U.S. officials must defend the administration in person before a judge in Texas who threatened to hold the government in contempt for failing to fully block President Barack Obama’s immigration initiative.
Jeh Johnson, the U.S. homeland security chief, won’t need to be among them, U.S. District Judge Andrew Hanen in Brownsville ruled Tuesday. He previously said Johnson must appear personally.
White House lawyers asked to cancel the Aug. 19 hearing after officials detailed the agency’s extensive efforts to recover 2,500 immigrant work permits mistakenly issued after the judge ordered the program halted in February.

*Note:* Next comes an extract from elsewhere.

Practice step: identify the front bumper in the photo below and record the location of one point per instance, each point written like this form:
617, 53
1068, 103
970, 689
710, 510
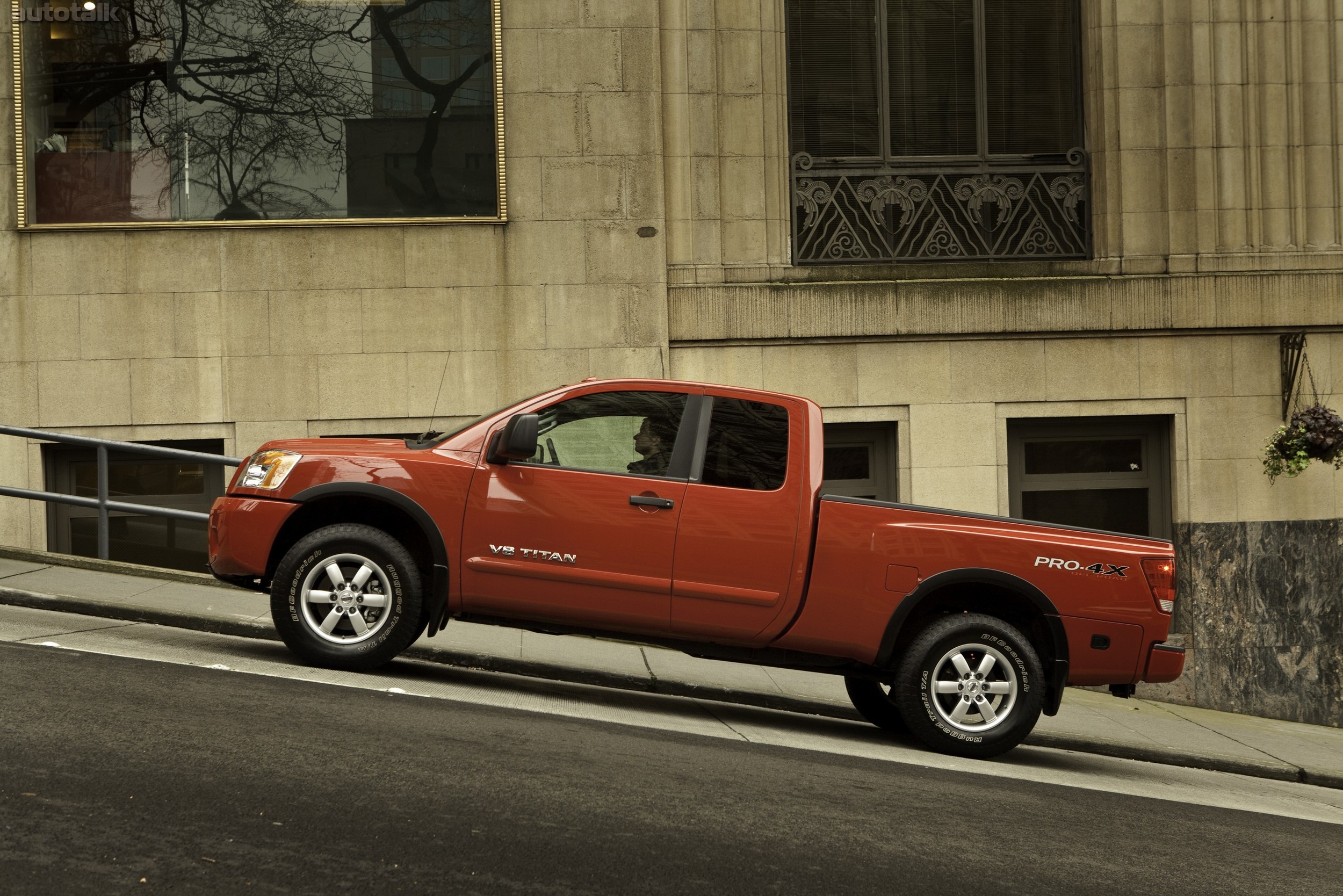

Hanen excused the most senior officials from personally attending but said he still wants to hear the government’s plan for recovering the remaining improperly issued credentials “in the very near future.”
Texas and 25 other states are suing to overturn Obama’s unilateral change to U.S. immigration policy, announced in November. The initiative is designed to shelter 5 million undocumented immigrants from deportation and provide them with three-year work permits.
To qualify for the program, immigrants must have lived in the U.S. for at least five years and be the parents of an American citizen or have been brought here as children themselves. They must also pass a criminal background check.
Hanen, whose courthouse sits a mile from the Mexican border, warned officials he’ll find them in contempt if they fail to move quickly enough to recover all the mistakenly issued credentials or misled him about those efforts.
22 Missing
The U.S. said this month it has reclaimed all but 22 of the 2,500 work permits at issue and corrected federal computer databases to invalidate the rest.
Texas has pressed Hanen to require the government to recover 108,000 additional three-year work permits issued before Hanen’s standstill order went into effect.
To date, the Obama administration hasn’t explained efforts to reclaim those papers. Federal agents went door to door to recover the other permits from immigrants who failed to turn them in.
The U.S. Court of Appeals in New Orleans is considering a request by White House lawyers to throw out Hanen’s order temporarily blocking the immigration reform so it can be implemented before Obama leaves office.
Hanen hasn’t scheduled a trial on the states’ main challenge to the president’s constitutional authority to change immigration policy without the approval of Congress or the courts.
The case is Texas v. U.S., 1:14-00254, U.S. District Court, Southern District of Texas (Brownsville).